Um estudo do professor João Saboia, da Universidade Federal do Rio de Janeiro (UFRJ) mostra que esses três ramos respondem por 63,5% das vagas abertas na indústria para pessoas que nunca trabalharam. E, por mais que nem todos os que buscam um primeiro emprego sejam jovens, a grande maioria deles - 69% - tem entre até 24 anos. Esses dados referem-se apenas à indústria de transformação, construção civil, serviços de utilidade pública e extrativa mineral.

Ao mesmo tempo, entre 2000 e 2005, a indústria brasileira passou a absorver menos pessoas sem experiência em seus quadros de funcionários.

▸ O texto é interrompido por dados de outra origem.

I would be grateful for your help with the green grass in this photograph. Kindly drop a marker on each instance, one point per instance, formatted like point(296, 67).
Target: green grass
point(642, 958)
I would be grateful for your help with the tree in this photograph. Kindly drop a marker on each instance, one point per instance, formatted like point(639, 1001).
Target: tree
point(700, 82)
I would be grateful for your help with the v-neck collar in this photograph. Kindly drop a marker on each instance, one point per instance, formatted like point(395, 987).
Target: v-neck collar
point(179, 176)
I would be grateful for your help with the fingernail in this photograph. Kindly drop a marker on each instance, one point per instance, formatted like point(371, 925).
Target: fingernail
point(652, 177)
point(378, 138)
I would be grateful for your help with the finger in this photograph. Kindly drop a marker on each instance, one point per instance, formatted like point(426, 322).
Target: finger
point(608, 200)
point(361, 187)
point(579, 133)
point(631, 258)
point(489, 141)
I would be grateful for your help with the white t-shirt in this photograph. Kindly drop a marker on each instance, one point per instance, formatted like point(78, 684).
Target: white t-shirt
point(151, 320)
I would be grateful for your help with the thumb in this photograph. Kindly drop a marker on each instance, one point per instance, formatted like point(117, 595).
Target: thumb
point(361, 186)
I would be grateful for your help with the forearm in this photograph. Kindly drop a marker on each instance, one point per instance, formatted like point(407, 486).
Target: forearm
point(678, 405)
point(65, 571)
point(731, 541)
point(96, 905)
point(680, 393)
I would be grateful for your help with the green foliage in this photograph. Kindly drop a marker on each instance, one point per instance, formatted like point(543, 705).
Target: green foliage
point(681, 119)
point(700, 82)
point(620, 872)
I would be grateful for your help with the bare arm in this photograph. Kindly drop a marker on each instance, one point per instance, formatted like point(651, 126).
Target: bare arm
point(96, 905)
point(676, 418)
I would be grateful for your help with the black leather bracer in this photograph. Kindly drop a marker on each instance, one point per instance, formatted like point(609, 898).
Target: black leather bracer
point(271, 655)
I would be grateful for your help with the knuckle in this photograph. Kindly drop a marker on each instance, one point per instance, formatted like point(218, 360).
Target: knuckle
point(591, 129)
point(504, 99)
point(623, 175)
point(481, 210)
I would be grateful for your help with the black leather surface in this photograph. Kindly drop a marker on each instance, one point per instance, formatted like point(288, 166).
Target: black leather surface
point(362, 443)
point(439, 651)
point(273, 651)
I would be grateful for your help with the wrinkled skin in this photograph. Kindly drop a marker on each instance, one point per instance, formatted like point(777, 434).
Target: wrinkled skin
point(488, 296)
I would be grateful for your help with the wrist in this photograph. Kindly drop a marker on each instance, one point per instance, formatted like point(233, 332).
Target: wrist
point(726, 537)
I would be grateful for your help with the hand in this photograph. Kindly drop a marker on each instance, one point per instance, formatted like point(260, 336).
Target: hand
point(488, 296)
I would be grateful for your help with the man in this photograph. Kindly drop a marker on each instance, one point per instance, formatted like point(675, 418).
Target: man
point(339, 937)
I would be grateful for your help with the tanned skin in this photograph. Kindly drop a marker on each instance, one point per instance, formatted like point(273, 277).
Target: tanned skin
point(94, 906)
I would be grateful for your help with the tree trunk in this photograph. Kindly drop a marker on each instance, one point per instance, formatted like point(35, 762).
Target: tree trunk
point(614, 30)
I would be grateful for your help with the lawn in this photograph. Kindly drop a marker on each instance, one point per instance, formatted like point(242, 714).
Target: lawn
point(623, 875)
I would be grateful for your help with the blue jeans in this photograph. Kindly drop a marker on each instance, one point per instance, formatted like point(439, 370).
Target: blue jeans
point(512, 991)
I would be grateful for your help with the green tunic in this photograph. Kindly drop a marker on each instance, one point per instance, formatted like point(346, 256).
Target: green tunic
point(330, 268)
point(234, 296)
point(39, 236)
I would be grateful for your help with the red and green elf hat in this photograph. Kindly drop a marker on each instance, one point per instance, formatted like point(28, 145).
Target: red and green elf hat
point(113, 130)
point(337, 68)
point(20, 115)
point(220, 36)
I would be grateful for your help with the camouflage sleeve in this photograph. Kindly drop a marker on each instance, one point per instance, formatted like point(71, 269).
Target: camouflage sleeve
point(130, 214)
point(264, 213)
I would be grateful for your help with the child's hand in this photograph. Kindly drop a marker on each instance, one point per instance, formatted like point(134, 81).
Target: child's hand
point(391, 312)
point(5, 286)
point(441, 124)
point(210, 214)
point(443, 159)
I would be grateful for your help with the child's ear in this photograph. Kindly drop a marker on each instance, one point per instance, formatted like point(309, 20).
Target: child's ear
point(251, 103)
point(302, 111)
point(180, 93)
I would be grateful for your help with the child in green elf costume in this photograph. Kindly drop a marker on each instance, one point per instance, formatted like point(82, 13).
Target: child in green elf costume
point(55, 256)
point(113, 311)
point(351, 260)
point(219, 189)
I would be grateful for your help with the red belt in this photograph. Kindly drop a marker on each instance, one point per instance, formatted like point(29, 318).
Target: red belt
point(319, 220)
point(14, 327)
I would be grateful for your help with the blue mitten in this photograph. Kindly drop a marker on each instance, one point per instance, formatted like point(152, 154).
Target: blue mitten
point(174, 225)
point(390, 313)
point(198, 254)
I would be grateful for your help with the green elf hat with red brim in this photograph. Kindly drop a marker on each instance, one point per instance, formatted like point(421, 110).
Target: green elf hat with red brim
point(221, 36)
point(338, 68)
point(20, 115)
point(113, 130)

Enquanto em 2000, 18,3% das pessoas admitidas por esse setor nunca tinham trabalhado anteriormente, em 2005 o percentual caiu para 16,4%. As razões para esse movimento não são muito claras, mas o professor da UFRJ acredita que com a melhora econômica, as empresas optem por abrir vagas para quem já está qualificado, ainda que precisem pagar salários maiores, do que para jovens ainda inexperientes.

E, segundo um outro estudo, esse da pesquisadora Sônia Rocha, do Instituto de Estudos do Trabalho e Sociedade (Iets), os jovens brasileiros ainda estão bem longe de serem qualificados. Em 2005, dados do Instituto Brasileiro de Geografia e Estatística (IBGE) mostraram que 29,6% da população entre 18 e 25 anos não tinha completado nem o ensino fundamental, que corresponde a oito anos de estudo. Um porcentual bem grande também não freqüentava a escola: 24,6%. Esses números se referem ao conjunto do país. No setor rural, nada menos do que 58% dos jovens estudaram menos de oito anos e 48% deles não estão na escola. "Fiquei perplexa com esses dados. Não imaginava que a falta de escolaridade entre os jovens era tão alta", afirma a pesquisadora.

Os dados recentes das pesquisas de emprego do IBGE e do Departamento Intersindical de Estatísticas e Estudos Sócio-econômicos (Dieese) mostram que não estão sendo abertas vagas para as pessoas com pouca qualificação. A ocupação só cresce para quem tem a partir de oito anos de estudo e o crescimento é bem mais intenso para quem ficou pelo menos 11 anos na escola e terminou o ensino médio. "Pensa-se que as pessoas sem qualificação são as mais velhas, que logo se aposentarão ou deixarão o mercado de trabalho. Mas os números mostram que a quantidade de jovens não qualificados também é muito grande", explica.

Sônia diz que não sabe qual a receita para elevar o nível educacional dessas pessoas. "O desafio é imenso. Ainda mais se lembrarmos que o país já falha na educação de crianças, que não sabem ler, escrever e contar de forma razoável uma história", completa. Para ela, a sociedade agora está atenta a esse déficit educacional, mas o problema não será resolvido no curto prazo. Enquanto os jovens não forem mais qualificados, "estaremos excluindo uma parte muito grande de pessoas do mercado de trabalho", o que poderá reduzir ou até impedir a queda das taxas de desemprego no país.

Entretanto, alguns pontos positivos do mercado de trabalho atual são apontados por Maria Cristina Cacciamali, professora de economia da USP. "A nova geração não convive mais com inflação alta e tende a ser mais qualificada." Por outro lado, enfrenta uma concorrência mais acirrada e se sujeita a formas de contratação com menor proteção.

Mesmo com um diagnóstico preocupante sobre o emprego para jovens, os economistas reunidos no painel "Recuperação do Mercado de Trabalho Brasileiro ou Estagnação?", promovido pelo Instituto de Estudos Avançados da Universidade de São Paulo (IEA-USP), avaliam que o país passa por um período inédito, no passado recente, de recuperação econômica e conseqüente melhora da qualidade e da quantidade de empregos gerados.

Cláudio Dedecca, professor da Faculdade de Economia da Unicamp, no entanto, acredita que o Brasil está deixando passar uma oportunidade de ouro. "Não estamos conseguindo potencializar, do ponto de vista da renda e do emprego, o crescimento que tivemos na economia", avalia Dedecca. Além disso, para o economista, o incremento no rendimento dos brasileiros nos últimos anos foi muito amparado em políticas públicas - valorização do salário mínimo e transferência de renda, como no Bolsa Família.